SUJET II : « Philosopher, c’est douter » (Descartes)
Introduction
René Descartes, dans son entreprise de refondation de la philosophie, a fait du doute méthodique le point de départ de toute connaissance certaine. Mais peut-on réduire la philosophie au seul exercice du doute ? Le doute n’est-il qu’un moyen ou constitue-t-il l’essence même de la démarche philosophique ?
I. Le doute comme méthode philosophique
A. Le doute cartésien
Descartes pratique un doute “hyperbolique” : douter de tout ce qui peut être mis en doute, y compris les sens et les mathématiques. Ce doute n’est pas sceptique mais méthodique : il vise à trouver une certitude indubitable.
B. Le cogito comme fruit du doute
“Je pense, donc je suis” : la première certitude émerge du doute lui-même. En doutant, je prouve que j’existe comme être pensant. Le doute est donc fécond.
II. Les limites du doute
A. Le doute ne peut être absolu
Même Descartes ne doute pas qu’il doute. Le doute présuppose des règles logiques, un langage, une capacité de jugement. On ne peut douter de tout simultanément (Wittgenstein).
B. La philosophie va au-delà du doute
Philosopher, c’est aussi affirmer, construire, créer des concepts (Deleuze). Spinoza construit un système métaphysique positif. Nietzsche affirme la vie. Le doute n’est qu’une étape.
III. Le doute comme attitude permanente
A. L’esprit critique
Kant invite à “oser penser par soi-même” (Sapere aude). Le philosophe refuse les préjugés et les dogmes. En ce sens, le doute est une disposition permanente de l’esprit philosophique.
B. L’étonnement plus que le doute
Pour Aristote et Platon, la philosophie naît de l’étonnement (thaumazein), non du doute. S’étonner devant le monde, c’est questionner, pas nécessairement douter.
Conclusion
Le doute est un moment essentiel de la démarche philosophique, mais il n’en est ni le commencement ni la fin. La philosophie naît de l’étonnement, passe par le doute critique, et vise la construction d’une pensée cohérente et vraie.
SUJET III : Commentaire — Pascal, Pensées (Justice et Force)
Introduction
Dans ce fragment célèbre des Pensées, Blaise Pascal analyse le rapport entre justice et force dans l’organisation politique. Il met en lumière un paradoxe : la justice sans force est impuissante, mais la force sans justice est tyrannique. Comment concilier ces deux exigences apparemment contradictoires ?
I. L’impuissance de la justice seule
“La justice sans force est impuissante” : Pascal constate que le droit, aussi légitime soit-il, reste lettre morte s’il ne dispose pas des moyens de se faire respecter. Face aux “méchants”, la justice désarmée est “contredite”. Cette analyse réaliste rejoint celle de Machiavel : en politique, les bonnes intentions ne suffisent pas.
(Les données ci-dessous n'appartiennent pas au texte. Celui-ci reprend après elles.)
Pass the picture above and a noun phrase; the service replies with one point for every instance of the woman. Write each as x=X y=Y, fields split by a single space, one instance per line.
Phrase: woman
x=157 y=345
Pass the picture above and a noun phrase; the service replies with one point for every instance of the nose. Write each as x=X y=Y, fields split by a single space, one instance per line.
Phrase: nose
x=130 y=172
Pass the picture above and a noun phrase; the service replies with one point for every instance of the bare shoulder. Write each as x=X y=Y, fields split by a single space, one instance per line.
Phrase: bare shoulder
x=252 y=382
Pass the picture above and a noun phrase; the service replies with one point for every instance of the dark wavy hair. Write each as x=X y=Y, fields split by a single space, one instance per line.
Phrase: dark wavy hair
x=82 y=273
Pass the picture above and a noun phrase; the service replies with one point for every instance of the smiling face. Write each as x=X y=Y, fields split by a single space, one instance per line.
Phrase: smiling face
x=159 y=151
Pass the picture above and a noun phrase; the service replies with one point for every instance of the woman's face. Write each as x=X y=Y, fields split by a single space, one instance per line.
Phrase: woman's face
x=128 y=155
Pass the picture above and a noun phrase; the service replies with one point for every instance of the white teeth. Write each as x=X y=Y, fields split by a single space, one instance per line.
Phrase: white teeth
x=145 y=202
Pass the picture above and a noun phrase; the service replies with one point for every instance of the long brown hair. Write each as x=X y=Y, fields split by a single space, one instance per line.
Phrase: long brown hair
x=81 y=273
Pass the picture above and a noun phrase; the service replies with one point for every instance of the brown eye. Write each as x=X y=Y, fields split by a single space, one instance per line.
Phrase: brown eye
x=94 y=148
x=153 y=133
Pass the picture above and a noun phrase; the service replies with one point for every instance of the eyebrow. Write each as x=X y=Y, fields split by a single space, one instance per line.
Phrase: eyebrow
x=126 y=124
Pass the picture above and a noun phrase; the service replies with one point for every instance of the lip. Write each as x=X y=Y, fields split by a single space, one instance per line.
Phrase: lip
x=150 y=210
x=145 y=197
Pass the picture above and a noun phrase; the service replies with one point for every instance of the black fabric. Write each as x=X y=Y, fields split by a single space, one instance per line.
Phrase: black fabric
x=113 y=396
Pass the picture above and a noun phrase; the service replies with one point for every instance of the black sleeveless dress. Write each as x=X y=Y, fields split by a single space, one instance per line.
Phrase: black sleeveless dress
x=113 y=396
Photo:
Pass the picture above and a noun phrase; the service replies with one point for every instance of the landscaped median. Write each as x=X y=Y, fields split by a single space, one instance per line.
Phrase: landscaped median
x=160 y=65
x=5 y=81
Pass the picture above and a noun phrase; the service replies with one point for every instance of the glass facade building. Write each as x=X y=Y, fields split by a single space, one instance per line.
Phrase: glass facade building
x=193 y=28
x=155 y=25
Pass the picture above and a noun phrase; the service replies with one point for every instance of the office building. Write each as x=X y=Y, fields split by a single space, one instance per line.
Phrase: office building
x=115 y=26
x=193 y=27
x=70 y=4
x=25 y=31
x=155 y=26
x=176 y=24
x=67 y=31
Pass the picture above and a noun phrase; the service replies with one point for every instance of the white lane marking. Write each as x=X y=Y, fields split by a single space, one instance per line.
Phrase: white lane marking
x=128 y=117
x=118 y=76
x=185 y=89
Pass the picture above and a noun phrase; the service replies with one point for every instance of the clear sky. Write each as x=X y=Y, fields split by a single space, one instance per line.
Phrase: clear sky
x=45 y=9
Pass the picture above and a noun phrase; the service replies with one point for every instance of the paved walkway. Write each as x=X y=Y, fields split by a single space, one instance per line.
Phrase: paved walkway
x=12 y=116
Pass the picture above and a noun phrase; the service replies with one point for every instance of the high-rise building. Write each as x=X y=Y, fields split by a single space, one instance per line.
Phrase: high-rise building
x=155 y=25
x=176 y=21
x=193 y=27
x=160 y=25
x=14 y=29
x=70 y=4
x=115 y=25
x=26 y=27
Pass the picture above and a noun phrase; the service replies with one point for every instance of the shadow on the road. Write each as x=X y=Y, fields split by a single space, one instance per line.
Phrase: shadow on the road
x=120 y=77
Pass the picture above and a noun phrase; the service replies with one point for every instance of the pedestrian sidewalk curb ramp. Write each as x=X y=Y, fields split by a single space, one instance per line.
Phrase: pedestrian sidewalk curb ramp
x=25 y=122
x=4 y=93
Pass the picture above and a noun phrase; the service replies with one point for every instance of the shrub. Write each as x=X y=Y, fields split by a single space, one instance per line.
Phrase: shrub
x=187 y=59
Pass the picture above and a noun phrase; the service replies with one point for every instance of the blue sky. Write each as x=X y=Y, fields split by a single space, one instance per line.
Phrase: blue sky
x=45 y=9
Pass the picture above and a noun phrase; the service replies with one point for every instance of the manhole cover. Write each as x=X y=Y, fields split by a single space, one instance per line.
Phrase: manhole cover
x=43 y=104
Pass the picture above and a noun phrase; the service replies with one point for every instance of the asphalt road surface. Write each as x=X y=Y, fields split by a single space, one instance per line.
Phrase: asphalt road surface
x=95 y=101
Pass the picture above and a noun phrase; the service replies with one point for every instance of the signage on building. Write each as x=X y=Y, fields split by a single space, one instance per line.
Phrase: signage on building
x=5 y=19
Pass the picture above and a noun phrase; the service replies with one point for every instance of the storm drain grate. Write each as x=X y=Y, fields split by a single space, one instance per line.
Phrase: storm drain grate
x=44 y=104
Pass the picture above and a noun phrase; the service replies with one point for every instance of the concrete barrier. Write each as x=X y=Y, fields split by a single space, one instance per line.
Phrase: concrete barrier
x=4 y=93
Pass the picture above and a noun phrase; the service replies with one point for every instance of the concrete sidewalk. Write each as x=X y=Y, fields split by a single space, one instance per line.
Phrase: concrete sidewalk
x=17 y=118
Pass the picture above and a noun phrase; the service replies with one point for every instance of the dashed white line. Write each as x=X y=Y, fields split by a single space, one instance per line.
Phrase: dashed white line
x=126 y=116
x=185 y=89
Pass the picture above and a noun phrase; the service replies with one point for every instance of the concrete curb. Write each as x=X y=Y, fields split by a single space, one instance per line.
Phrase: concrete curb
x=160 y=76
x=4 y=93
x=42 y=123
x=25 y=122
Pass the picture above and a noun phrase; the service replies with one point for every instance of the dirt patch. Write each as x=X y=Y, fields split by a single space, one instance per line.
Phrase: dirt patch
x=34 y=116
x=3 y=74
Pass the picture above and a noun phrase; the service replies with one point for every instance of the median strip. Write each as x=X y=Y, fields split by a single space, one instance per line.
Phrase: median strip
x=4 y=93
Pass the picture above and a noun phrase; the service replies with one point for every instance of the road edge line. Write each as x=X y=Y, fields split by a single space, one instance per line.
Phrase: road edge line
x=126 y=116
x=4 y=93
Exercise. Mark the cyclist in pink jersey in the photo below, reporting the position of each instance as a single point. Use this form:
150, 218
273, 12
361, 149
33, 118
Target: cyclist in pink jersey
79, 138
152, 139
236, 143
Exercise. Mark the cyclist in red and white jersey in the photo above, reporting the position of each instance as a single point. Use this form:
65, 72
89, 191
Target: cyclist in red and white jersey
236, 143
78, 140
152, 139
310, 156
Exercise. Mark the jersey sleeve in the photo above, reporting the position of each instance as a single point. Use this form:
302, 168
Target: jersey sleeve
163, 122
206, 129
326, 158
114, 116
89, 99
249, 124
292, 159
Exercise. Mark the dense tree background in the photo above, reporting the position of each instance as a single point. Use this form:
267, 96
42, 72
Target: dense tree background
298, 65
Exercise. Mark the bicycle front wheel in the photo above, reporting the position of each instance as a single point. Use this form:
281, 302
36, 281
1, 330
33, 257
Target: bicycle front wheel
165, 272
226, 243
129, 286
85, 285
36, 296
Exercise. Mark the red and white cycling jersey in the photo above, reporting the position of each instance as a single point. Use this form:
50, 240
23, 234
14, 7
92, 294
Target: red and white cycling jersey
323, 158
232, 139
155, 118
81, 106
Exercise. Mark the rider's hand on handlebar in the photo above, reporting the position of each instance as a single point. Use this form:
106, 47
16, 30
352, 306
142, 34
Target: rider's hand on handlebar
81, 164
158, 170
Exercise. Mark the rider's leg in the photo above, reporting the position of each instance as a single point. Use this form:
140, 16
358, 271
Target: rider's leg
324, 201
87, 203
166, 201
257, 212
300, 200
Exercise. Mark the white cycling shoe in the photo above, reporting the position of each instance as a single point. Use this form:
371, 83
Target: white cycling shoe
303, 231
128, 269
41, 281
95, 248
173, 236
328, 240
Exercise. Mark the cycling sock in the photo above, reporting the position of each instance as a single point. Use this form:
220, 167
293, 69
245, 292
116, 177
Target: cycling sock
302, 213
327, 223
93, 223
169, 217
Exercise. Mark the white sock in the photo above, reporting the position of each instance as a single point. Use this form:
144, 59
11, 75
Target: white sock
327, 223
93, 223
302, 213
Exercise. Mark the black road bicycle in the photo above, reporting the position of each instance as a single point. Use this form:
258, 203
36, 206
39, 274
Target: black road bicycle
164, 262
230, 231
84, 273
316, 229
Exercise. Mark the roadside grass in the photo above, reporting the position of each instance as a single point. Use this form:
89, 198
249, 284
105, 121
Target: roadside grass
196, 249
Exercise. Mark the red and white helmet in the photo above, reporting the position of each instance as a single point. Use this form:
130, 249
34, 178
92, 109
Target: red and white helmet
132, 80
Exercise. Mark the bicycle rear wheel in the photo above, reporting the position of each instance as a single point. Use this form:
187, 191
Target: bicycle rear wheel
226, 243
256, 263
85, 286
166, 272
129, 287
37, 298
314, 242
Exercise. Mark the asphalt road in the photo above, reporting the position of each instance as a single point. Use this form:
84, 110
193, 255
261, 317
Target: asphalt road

II. L’illégitimité de la force seule
“La force sans la justice est tyrannique” : la pure violence, même efficace, manque de légitimité. Elle est “accusée” par la conscience morale. Un pouvoir qui ne repose que sur la contrainte ne peut durer car il suscite la révolte. Hobbes lui-même reconnaissait que le Léviathan doit assurer la sécurité pour être obéi.
III. La nécessaire union
“Il faut donc mettre ensemble la justice et la force” : Pascal propose deux voies : “faire que ce qui est juste soit fort” (idéalisme) ou “faire que ce qui est fort soit juste” (réalisme). La seconde voie est plus aisée mais dangereuse : elle risque de légitimer n’importe quel pouvoir établi.
Intérêt philosophique
Ce texte pose le problème fondamental de la philosophie politique : comment fonder un pouvoir à la fois efficace et légitime ? Pascal, en bon augustinien, suggère que cette conciliation parfaite est impossible dans un monde marqué par le péché. L’État de droit moderne tente pourtant cette synthèse : la force publique au service du droit.